Brad Seely

Personal information
- Born: September 6, 1956 (age 69) Vinton, Iowa, U.S.

Career information
- High school: Baltic (SD)
- College: South Dakota State

Career history
- South Dakota State (1978) Graduate assistant; Colorado State (1979) Graduate assistant; Colorado State (1980) Offensive line coach; Southern Methodist (1981) Assistant offensive line coach; N.C. State (1982) Offensive line coach; Pacific (1983) Offensive line coach; Oklahoma State (1984–1988) Offensive line coach; Indianapolis Colts (1989–1993) Special teams coach & tight ends coach; New York Jets (1994) Special teams coach; Carolina Panthers (1995–1998) Special teams coordinator; New England Patriots (1999–2008) Special teams coordinator; Cleveland Browns (2009–2010) Assistant head coach & special teams coordinator; San Francisco 49ers (2011–2014) Assistant head coach & special teams coordinator; Oakland Raiders (2015–2017) Special teams coordinator; Houston Texans (2018–2019) Special teams coordinator;

Awards and highlights
- 3× Super Bowl champion (XXXVI, XXXVIII, XXXIX);

= Brad Seely =

American football player and coach (born 1956)

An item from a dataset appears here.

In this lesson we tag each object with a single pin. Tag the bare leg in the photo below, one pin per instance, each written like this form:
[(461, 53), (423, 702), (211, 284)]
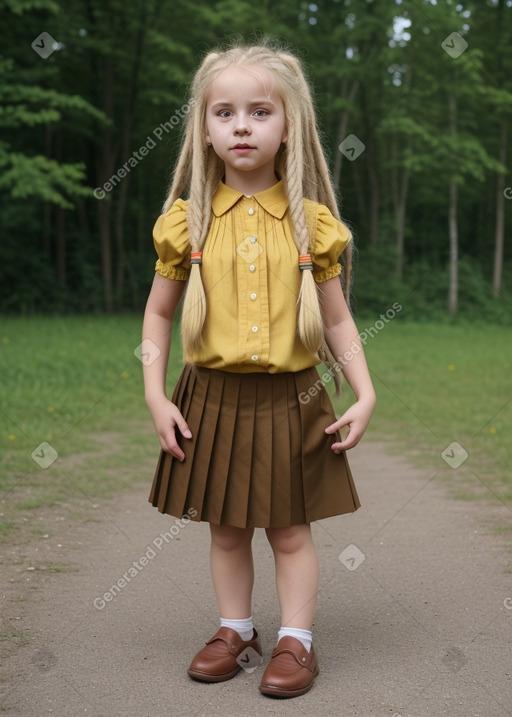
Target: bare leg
[(232, 570), (297, 574)]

Brad Seely (born September 6, 1956) is an American former football coach.

==Playing career==
Seely attended South Dakota State University, where he played football and was an All-Conference offensive lineman. He earned degrees in both economics and physical education while there.

==Coaching career==
===College===
Seely began his college coaching career in 1978 with his alma mater South Dakota State. He then moved to Colorado State University as a graduate assistant in 1979 and was promoted to offensive line coach in 1979. Seely also spent a year in 1981 with current Patriots offensive line coach Dante Scarnecchia at Southern Methodist University as an assistant offensive line coach. In 1982, Seely was an offensive line coach for North Carolina State University, then moved to University of the Pacific in the same capacity for 1983. In 1984, Seely rounded out his college career with 5 years at Oklahoma State, coaching an offensive line that led Barry Sanders to the 1988 Heisman Trophy.

===NFL===
Seely made the jump to the professional level in 1989, working as the tight ends and special teams coach for the Indianapolis Colts through 1993. He then spent the 1994 season with the New York Jets as their special teams coach. In 1995, Seely began a 4-year stint with the Carolina Panthers also as their special teams coach, winning the NFL Special Teams Coach of the Year Award in 1996. He joined the Patriots on January 27, 1999. Following 10 seasons with the Patriots as their special teams coach under Pete Carroll and Bill Belichick, Seely joined former Patriots assistant Eric Mangini's coaching staff in Cleveland as their assistant head coach and special teams coach in 2009. Beginning in 2011, he is Special Teams Coordinator and Assistant Head Coach with the San Francisco 49ers. He was hired by the Raiders on January 20, 2015. On January 17, 2018, Seely was hired by the Houston Texans as the Special Teams Coordinator. On June 5, 2020, Seely announced his retirement from coaching.

===Personal life===
Seely and his wife, Patricia, have three daughters, Sarah, Hannah, and Brynn.